The complexity and chaos of modern health care ensure that the system is constantly at risk of avoidable errors, which cause iatrogenic illness, injury and disability. This continuing threat has spawned a variety of international responses, driven either by a sense of urgency at one end, or by a “softly, softly” approach at the other.
The electrifying US report To err is human: building a safer health system galvanised public opinion with its revelation that 100 000 Americans die each year because of medical errors.
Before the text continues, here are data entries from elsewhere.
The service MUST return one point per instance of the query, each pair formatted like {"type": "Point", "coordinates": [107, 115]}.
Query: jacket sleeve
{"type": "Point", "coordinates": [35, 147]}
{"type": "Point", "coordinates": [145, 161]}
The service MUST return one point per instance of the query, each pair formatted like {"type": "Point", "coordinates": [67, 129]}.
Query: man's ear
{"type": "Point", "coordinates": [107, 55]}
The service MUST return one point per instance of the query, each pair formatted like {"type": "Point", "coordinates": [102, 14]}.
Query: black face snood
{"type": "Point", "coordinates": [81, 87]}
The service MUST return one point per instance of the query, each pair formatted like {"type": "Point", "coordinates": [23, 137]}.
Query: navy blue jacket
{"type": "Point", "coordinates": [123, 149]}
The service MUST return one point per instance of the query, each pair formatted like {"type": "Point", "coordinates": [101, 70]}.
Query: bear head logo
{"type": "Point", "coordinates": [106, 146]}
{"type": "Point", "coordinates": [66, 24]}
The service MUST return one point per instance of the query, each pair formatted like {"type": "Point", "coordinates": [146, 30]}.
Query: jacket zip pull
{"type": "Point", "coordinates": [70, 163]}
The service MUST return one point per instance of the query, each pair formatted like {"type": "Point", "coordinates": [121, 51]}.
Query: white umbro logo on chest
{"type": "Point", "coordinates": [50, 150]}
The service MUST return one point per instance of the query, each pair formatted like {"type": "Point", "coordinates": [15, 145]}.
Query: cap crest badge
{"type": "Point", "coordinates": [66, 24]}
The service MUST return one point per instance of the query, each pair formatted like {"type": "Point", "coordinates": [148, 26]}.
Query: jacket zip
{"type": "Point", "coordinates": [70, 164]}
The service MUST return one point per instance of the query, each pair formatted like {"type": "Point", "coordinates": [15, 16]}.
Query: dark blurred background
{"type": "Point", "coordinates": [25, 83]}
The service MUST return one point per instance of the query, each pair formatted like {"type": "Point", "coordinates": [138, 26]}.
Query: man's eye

This seminal report was quickly followed by a purposeful blueprint for reform — Crossing the quality chasm: a new health system for the 21st century.
* Kmietowicz Z. Simplify patient incident reporting, says CMO. BMJ 2007; 334: 12.
Similarly, British politicians were recently dismayed at the vagueness and bureaucratic obfuscation of the National Patient Safety Agency in responding to the question of how many people die in the United Kingdom from medical errors each year. Failure to produce this information saw heads roll. The UK’s Chief Medical Officer, in ordering a shake-up of the services responsible for patient safety, demanded that “more needs to be done to accelerate the pace of change in this area”.*
Meanwhile, our initial national response — the Australian Council for Safety and Quality in Health Care of 2000 — has since morphed into the Australian Commission on Safety and Quality in Health Care in 2006. We have also witnessed various safety and quality clones appearing in different jurisdictions.
Despite this flurry of seeming activity, we are yet to have a clear and concrete national enunciation or implementation of a comprehensive range of clinically relevant workplace safety indicators beyond sentinel events, or a timely reporting system for mishaps in safety. It appears that our safety and quality movement is more comfortable to “talk the talk” than “walk the walk”.
Where is our equivalent of the US “100 000 Lives” campaign? Where are our national core clinical safety indicators? Where is our effective national mandatory incident reporting and learning system for safety mishaps, or a contemporaneous outcome measurement system? Surely Australians deserve better than this!